Live action. More pics to come.


----------



## jack2 (Mar 19, 2010)

did you know that southern flavor is made right here in selma, alabama?

jack


----------



## Splittine (Nov 24, 2007)




----------



## MrFish (Aug 21, 2009)

Your killing me.....


----------



## jack2 (Mar 19, 2010)

please don't tell me that those white cubes are butter....
my arteries just went...owwwwhhhh....noooo.
with the bacon and hamburger fat, that might be enough fat.

jack


----------



## Jason (Oct 2, 2007)

jack2 said:


> please don't tell me that those white cubes are butter....
> my arteries just went...owwwwhhhh....noooo.
> with the bacon and hamburger fat, that might be enough fat.
> 
> jack


Cubes should be cheese.....

Looks purty dern tasty!!!:thumbsup:


----------



## 192 (Oct 1, 2007)

Likin the way those are lookin.


----------



## CCC (Sep 3, 2008)

DAMN split, you da man ! Started a diet on Monday, but DAMN that looks good !


----------



## Splittine (Nov 24, 2007)




----------



## Splittine (Nov 24, 2007)

Beer can burgers stuffed with sautéed onions and mushrooms topped off with Monterey Jack, fried egg and slice of swiss. One of the best burgers I've ever ate. On the couch recovering now.


----------



## JoeZ (Sep 30, 2007)

AND Chic fil a fries.

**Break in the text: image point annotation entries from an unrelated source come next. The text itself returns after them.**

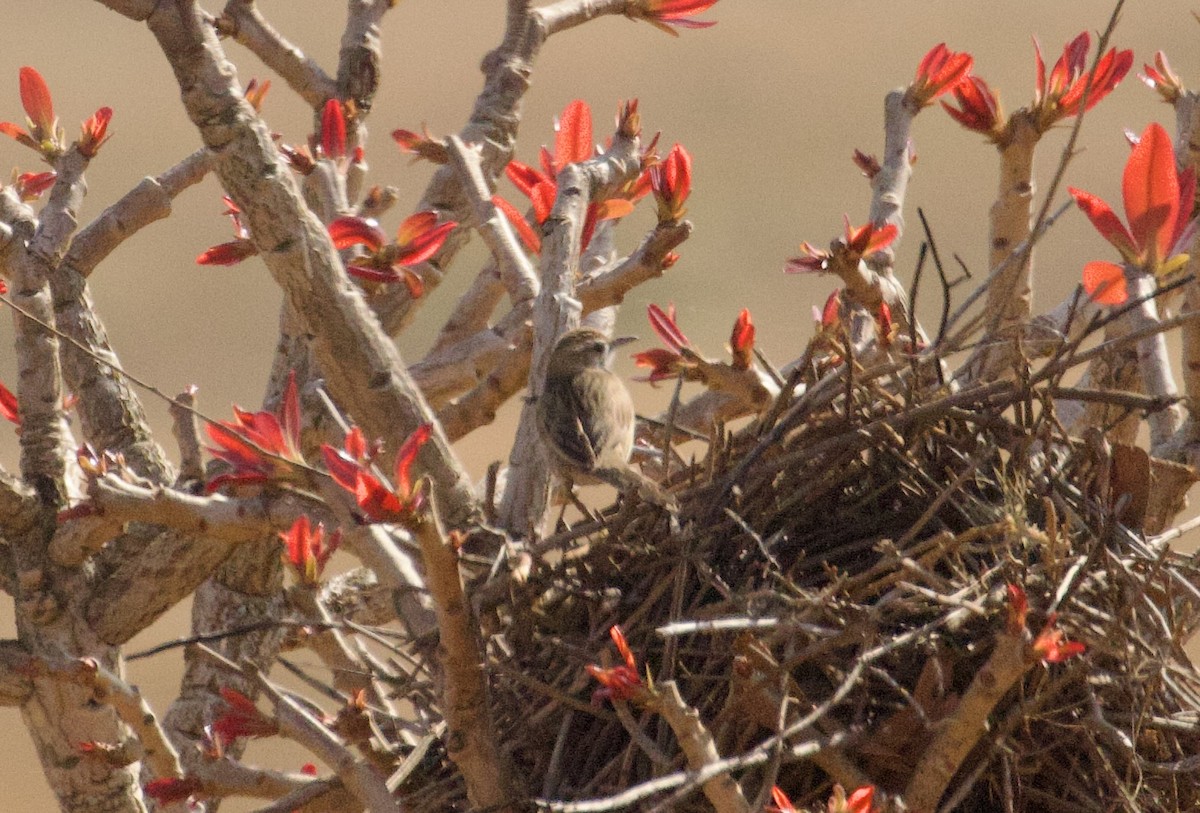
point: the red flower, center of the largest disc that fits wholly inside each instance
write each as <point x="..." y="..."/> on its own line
<point x="259" y="446"/>
<point x="1018" y="609"/>
<point x="9" y="409"/>
<point x="1061" y="94"/>
<point x="573" y="136"/>
<point x="333" y="130"/>
<point x="169" y="790"/>
<point x="622" y="681"/>
<point x="829" y="317"/>
<point x="742" y="341"/>
<point x="671" y="181"/>
<point x="421" y="146"/>
<point x="1163" y="79"/>
<point x="573" y="144"/>
<point x="1158" y="205"/>
<point x="43" y="132"/>
<point x="227" y="253"/>
<point x="241" y="718"/>
<point x="372" y="495"/>
<point x="298" y="157"/>
<point x="940" y="71"/>
<point x="1051" y="644"/>
<point x="231" y="253"/>
<point x="30" y="186"/>
<point x="306" y="549"/>
<point x="664" y="14"/>
<point x="664" y="362"/>
<point x="35" y="97"/>
<point x="978" y="107"/>
<point x="347" y="232"/>
<point x="859" y="801"/>
<point x="419" y="238"/>
<point x="95" y="132"/>
<point x="856" y="244"/>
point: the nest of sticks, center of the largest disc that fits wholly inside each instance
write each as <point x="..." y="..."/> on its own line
<point x="835" y="607"/>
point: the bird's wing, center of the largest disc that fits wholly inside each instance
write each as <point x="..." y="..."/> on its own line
<point x="574" y="440"/>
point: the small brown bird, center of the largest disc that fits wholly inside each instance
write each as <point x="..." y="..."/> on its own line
<point x="586" y="416"/>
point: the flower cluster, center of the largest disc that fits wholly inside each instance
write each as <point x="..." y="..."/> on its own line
<point x="1158" y="202"/>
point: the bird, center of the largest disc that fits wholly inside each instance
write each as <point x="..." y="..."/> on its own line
<point x="586" y="417"/>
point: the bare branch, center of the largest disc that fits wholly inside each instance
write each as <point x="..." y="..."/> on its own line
<point x="243" y="22"/>
<point x="471" y="734"/>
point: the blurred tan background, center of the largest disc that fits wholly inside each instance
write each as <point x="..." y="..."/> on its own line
<point x="771" y="102"/>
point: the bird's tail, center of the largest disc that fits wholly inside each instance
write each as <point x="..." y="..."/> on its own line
<point x="630" y="480"/>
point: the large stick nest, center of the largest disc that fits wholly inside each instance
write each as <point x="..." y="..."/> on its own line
<point x="839" y="573"/>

Damn.


----------



## JoeZ (Sep 30, 2007)

You'll make someone a fine wife one day.


----------



## lastcast (Oct 12, 2007)

Dick!


----------



## Splittine (Nov 24, 2007)

JoeZ said:


> You'll make someone a fine wife one day.


Play your cards right and you never know.


----------



## lastcast (Oct 12, 2007)

Do you dance?


----------



## Splittine (Nov 24, 2007)

lastcast said:


> Do you dance?


I didn't last night after eating that big ass burger.


----------